You’ll find yourself playing with persistent storage, memory, networking and even tinkering with CPU instructions. The book takes you through using Rust to extend other applications and teaches you tricks to write blindingly fast code.
You’ll also discover parallel and concurrent programming. Filled to the brim with real-life use cases and scenarios, you’ll go beyond the Rust syntax and see what Rust has to offer in real-world use cases.
Thanks for all of the positive words @AstonJ@Maartz . I’m really delighted that it has finally been released. From the very positive reviews that it’s already received, it’s clear that its project-based approach is beneficial to many learners.

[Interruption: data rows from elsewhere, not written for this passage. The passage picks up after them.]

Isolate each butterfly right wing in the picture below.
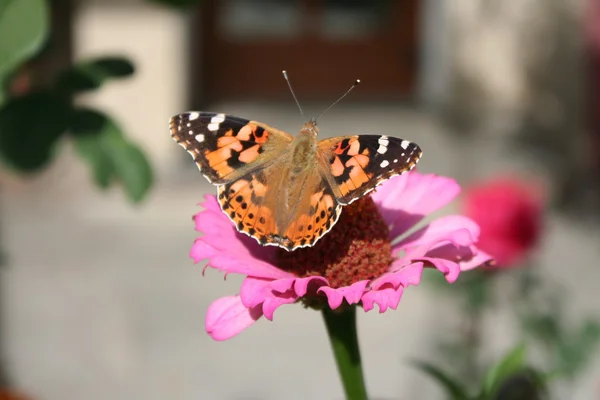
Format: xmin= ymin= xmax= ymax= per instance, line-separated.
xmin=169 ymin=112 xmax=293 ymax=184
xmin=317 ymin=134 xmax=422 ymax=205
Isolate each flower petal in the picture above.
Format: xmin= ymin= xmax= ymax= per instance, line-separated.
xmin=372 ymin=173 xmax=461 ymax=238
xmin=459 ymin=248 xmax=494 ymax=271
xmin=205 ymin=296 xmax=262 ymax=341
xmin=361 ymin=285 xmax=404 ymax=313
xmin=373 ymin=262 xmax=425 ymax=289
xmin=318 ymin=280 xmax=370 ymax=309
xmin=239 ymin=277 xmax=273 ymax=309
xmin=425 ymin=242 xmax=494 ymax=272
xmin=293 ymin=276 xmax=329 ymax=297
xmin=395 ymin=215 xmax=480 ymax=251
xmin=262 ymin=295 xmax=297 ymax=321
xmin=191 ymin=197 xmax=293 ymax=280
xmin=417 ymin=257 xmax=461 ymax=283
xmin=191 ymin=239 xmax=291 ymax=279
xmin=462 ymin=176 xmax=544 ymax=268
xmin=239 ymin=276 xmax=329 ymax=321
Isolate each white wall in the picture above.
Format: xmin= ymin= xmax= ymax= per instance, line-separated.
xmin=74 ymin=0 xmax=192 ymax=178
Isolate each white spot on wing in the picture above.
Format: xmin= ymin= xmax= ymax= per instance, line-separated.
xmin=393 ymin=159 xmax=398 ymax=163
xmin=401 ymin=140 xmax=410 ymax=149
xmin=211 ymin=113 xmax=225 ymax=123
xmin=188 ymin=130 xmax=193 ymax=135
xmin=188 ymin=112 xmax=199 ymax=120
xmin=380 ymin=160 xmax=389 ymax=168
xmin=377 ymin=136 xmax=389 ymax=154
xmin=208 ymin=123 xmax=220 ymax=131
xmin=195 ymin=134 xmax=204 ymax=142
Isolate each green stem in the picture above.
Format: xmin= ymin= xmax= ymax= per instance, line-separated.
xmin=322 ymin=306 xmax=368 ymax=400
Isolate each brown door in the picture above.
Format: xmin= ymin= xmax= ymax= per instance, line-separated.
xmin=196 ymin=0 xmax=420 ymax=103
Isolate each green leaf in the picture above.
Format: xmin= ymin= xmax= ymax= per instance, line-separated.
xmin=75 ymin=131 xmax=113 ymax=188
xmin=56 ymin=56 xmax=135 ymax=94
xmin=554 ymin=319 xmax=600 ymax=379
xmin=90 ymin=57 xmax=135 ymax=77
xmin=522 ymin=314 xmax=562 ymax=345
xmin=72 ymin=109 xmax=153 ymax=202
xmin=0 ymin=0 xmax=49 ymax=83
xmin=482 ymin=345 xmax=527 ymax=397
xmin=0 ymin=91 xmax=70 ymax=171
xmin=110 ymin=138 xmax=153 ymax=202
xmin=412 ymin=361 xmax=470 ymax=400
xmin=69 ymin=107 xmax=108 ymax=136
xmin=489 ymin=368 xmax=547 ymax=400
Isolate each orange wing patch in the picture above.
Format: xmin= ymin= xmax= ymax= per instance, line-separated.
xmin=204 ymin=124 xmax=269 ymax=179
xmin=281 ymin=187 xmax=342 ymax=250
xmin=319 ymin=134 xmax=423 ymax=205
xmin=217 ymin=173 xmax=279 ymax=245
xmin=329 ymin=137 xmax=373 ymax=198
xmin=170 ymin=112 xmax=291 ymax=184
xmin=218 ymin=175 xmax=343 ymax=251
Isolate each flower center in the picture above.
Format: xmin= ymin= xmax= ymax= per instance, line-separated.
xmin=275 ymin=196 xmax=393 ymax=288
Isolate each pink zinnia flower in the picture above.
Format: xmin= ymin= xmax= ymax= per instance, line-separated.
xmin=191 ymin=171 xmax=493 ymax=340
xmin=462 ymin=176 xmax=544 ymax=267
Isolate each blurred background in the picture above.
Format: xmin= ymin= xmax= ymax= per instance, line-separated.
xmin=0 ymin=0 xmax=599 ymax=399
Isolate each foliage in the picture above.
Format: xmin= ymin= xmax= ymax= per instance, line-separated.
xmin=415 ymin=345 xmax=548 ymax=400
xmin=0 ymin=0 xmax=48 ymax=101
xmin=0 ymin=0 xmax=153 ymax=203
xmin=421 ymin=264 xmax=600 ymax=398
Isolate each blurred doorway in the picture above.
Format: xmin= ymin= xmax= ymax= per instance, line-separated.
xmin=195 ymin=0 xmax=420 ymax=104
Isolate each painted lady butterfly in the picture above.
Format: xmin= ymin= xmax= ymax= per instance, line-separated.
xmin=170 ymin=77 xmax=422 ymax=251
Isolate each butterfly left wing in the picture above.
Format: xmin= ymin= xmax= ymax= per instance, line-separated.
xmin=317 ymin=135 xmax=422 ymax=205
xmin=169 ymin=111 xmax=293 ymax=184
xmin=217 ymin=165 xmax=343 ymax=251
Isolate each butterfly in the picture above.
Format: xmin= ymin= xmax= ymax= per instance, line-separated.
xmin=170 ymin=111 xmax=422 ymax=251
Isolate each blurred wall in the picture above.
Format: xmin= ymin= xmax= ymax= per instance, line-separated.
xmin=419 ymin=0 xmax=451 ymax=109
xmin=444 ymin=0 xmax=585 ymax=138
xmin=74 ymin=0 xmax=191 ymax=179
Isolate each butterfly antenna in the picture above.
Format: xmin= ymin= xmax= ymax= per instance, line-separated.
xmin=315 ymin=79 xmax=360 ymax=122
xmin=282 ymin=70 xmax=305 ymax=118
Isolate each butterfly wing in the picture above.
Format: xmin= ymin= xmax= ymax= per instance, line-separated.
xmin=216 ymin=161 xmax=343 ymax=251
xmin=169 ymin=112 xmax=293 ymax=184
xmin=278 ymin=179 xmax=343 ymax=250
xmin=317 ymin=135 xmax=422 ymax=205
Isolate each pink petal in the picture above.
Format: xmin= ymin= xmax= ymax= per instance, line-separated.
xmin=191 ymin=197 xmax=292 ymax=280
xmin=372 ymin=262 xmax=425 ymax=289
xmin=269 ymin=278 xmax=298 ymax=294
xmin=205 ymin=296 xmax=262 ymax=341
xmin=293 ymin=276 xmax=329 ymax=297
xmin=396 ymin=215 xmax=479 ymax=250
xmin=262 ymin=294 xmax=297 ymax=321
xmin=199 ymin=193 xmax=222 ymax=213
xmin=240 ymin=277 xmax=328 ymax=321
xmin=462 ymin=176 xmax=544 ymax=268
xmin=318 ymin=280 xmax=370 ymax=309
xmin=361 ymin=285 xmax=404 ymax=313
xmin=191 ymin=239 xmax=292 ymax=279
xmin=417 ymin=257 xmax=461 ymax=283
xmin=426 ymin=242 xmax=494 ymax=272
xmin=459 ymin=248 xmax=494 ymax=271
xmin=372 ymin=173 xmax=461 ymax=238
xmin=473 ymin=238 xmax=523 ymax=267
xmin=239 ymin=277 xmax=273 ymax=309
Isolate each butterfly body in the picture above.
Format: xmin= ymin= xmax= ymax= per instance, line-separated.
xmin=170 ymin=112 xmax=422 ymax=251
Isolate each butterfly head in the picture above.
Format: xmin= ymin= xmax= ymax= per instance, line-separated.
xmin=300 ymin=119 xmax=319 ymax=137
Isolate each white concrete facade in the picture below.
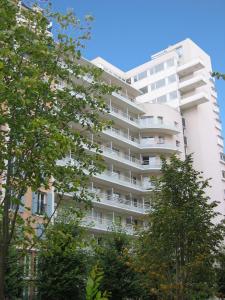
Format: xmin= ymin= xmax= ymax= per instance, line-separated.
xmin=68 ymin=38 xmax=225 ymax=234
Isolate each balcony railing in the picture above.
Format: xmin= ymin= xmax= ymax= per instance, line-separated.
xmin=109 ymin=106 xmax=179 ymax=132
xmin=90 ymin=191 xmax=147 ymax=213
xmin=82 ymin=216 xmax=134 ymax=234
xmin=100 ymin=145 xmax=162 ymax=170
xmin=104 ymin=128 xmax=180 ymax=152
xmin=95 ymin=170 xmax=154 ymax=191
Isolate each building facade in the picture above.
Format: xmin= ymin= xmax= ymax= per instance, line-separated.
xmin=66 ymin=38 xmax=225 ymax=235
xmin=21 ymin=39 xmax=225 ymax=236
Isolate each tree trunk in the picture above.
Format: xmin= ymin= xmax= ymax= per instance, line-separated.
xmin=0 ymin=243 xmax=6 ymax=299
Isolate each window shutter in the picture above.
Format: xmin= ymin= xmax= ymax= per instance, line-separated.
xmin=32 ymin=192 xmax=38 ymax=214
xmin=47 ymin=192 xmax=53 ymax=217
xmin=19 ymin=195 xmax=25 ymax=213
xmin=36 ymin=223 xmax=44 ymax=238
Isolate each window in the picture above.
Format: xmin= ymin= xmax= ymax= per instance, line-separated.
xmin=149 ymin=62 xmax=164 ymax=75
xmin=184 ymin=136 xmax=187 ymax=146
xmin=182 ymin=117 xmax=186 ymax=128
xmin=141 ymin=136 xmax=155 ymax=146
xmin=156 ymin=78 xmax=166 ymax=89
xmin=222 ymin=171 xmax=225 ymax=179
xmin=133 ymin=71 xmax=147 ymax=82
xmin=176 ymin=140 xmax=180 ymax=147
xmin=157 ymin=116 xmax=163 ymax=124
xmin=126 ymin=78 xmax=131 ymax=84
xmin=141 ymin=116 xmax=154 ymax=125
xmin=157 ymin=95 xmax=167 ymax=103
xmin=132 ymin=176 xmax=137 ymax=184
xmin=133 ymin=198 xmax=138 ymax=207
xmin=134 ymin=75 xmax=138 ymax=82
xmin=126 ymin=216 xmax=132 ymax=225
xmin=168 ymin=74 xmax=176 ymax=84
xmin=140 ymin=86 xmax=148 ymax=94
xmin=158 ymin=136 xmax=165 ymax=144
xmin=169 ymin=90 xmax=178 ymax=100
xmin=220 ymin=153 xmax=225 ymax=161
xmin=112 ymin=147 xmax=120 ymax=154
xmin=138 ymin=71 xmax=147 ymax=80
xmin=151 ymin=78 xmax=166 ymax=91
xmin=166 ymin=58 xmax=175 ymax=68
xmin=37 ymin=192 xmax=47 ymax=215
xmin=176 ymin=46 xmax=183 ymax=58
xmin=155 ymin=63 xmax=164 ymax=73
xmin=174 ymin=121 xmax=178 ymax=127
xmin=142 ymin=156 xmax=149 ymax=165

If anyone stumbles across this thread - please feel free to ask me anything
I very like project-based approach. This approach clearly demonstrates to the reader his progress, motivates him to continue studying the topic and, like a favorite TV series, carries away reading from studying the book further.
My question, as a reader, to you, Tim. On the pages of your book, you have implemented several projects. Which one caused you the most difficulty in implementing it, and why?

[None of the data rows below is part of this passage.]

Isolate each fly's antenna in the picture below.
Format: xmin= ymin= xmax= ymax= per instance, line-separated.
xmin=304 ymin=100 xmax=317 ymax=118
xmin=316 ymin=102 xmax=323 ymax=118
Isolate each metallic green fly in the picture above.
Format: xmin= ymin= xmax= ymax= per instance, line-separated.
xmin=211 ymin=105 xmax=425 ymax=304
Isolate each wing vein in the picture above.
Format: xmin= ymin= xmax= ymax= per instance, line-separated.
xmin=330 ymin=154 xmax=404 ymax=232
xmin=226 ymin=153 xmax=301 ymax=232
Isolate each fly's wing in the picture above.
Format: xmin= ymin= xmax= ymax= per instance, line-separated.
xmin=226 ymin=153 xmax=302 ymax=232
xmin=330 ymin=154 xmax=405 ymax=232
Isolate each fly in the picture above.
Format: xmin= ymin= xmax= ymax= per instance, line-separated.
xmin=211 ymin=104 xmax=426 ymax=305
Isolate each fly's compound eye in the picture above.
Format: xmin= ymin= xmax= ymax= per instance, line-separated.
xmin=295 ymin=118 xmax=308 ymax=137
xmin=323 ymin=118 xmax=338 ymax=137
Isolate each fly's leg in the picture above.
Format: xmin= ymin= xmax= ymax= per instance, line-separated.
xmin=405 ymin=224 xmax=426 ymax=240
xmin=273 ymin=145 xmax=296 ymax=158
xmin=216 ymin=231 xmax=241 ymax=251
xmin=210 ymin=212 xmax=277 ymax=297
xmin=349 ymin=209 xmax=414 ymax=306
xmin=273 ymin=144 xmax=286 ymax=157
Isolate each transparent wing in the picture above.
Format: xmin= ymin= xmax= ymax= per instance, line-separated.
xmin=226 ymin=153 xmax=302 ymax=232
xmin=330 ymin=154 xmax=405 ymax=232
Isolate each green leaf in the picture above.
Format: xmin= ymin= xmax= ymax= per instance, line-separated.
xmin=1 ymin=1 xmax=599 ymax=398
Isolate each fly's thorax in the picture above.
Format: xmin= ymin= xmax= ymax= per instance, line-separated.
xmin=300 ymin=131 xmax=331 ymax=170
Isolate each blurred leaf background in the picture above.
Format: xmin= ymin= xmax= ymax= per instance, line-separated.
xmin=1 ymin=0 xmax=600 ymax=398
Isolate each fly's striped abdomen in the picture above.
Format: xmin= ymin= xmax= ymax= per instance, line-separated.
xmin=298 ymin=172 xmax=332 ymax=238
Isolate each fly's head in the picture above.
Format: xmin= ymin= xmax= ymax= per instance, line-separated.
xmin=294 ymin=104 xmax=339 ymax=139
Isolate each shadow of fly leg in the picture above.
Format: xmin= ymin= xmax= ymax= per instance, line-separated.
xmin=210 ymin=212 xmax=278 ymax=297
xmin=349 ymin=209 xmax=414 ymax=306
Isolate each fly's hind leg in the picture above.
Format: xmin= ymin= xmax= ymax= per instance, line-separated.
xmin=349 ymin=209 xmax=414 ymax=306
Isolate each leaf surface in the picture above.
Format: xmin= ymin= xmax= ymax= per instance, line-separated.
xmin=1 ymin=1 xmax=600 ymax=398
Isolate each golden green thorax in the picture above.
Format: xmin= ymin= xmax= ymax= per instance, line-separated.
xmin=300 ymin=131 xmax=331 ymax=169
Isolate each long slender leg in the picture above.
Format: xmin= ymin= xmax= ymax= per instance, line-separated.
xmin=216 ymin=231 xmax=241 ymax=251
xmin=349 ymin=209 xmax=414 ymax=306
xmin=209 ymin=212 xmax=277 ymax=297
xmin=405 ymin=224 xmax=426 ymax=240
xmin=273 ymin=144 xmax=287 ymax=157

Good question! It is not a 700 page book covering the entire language. Expect light treatment of macros, async and higher-order programming. I spend a lot of time teaching low-level programming though, because I expect that most readers are least familiar with that.
I think the database-from-scratch example was the most difficult. But only because I re-wrote the chapter multiple times. I originally wanted to provide a much richer database with a full query language, but ultimately pulled back because there was not enough space in the book. One of my drafts for the chapter was 90 pages long,.
From a different perspective, it was somewhat difficult to go back to my earlier examples. I became a much better Rust programmer as I wrote the book. And I kept fighting the urge to re-write what I had already written.
Thank you for so quick answers @timClicks! Hope your solution inspires enthusiastic readers to develop databases using this language (Rust).
A very interesting topic that you touched upon in your book, Tim, is parallel and concurrent programming. What is the fundamental difference between Rust programming in parallel and concurrent development styles? Is there a difference in Rust development?
Have you used these techniques in each projects of the book (were they needed everywhere)?
One of the advantages of Rust is that the techniques you learn for single-threaded programming map perfectly to the multi-threaded case also. You cannot have two scopes with write access to data anywhere in your program, even across thread boundaries.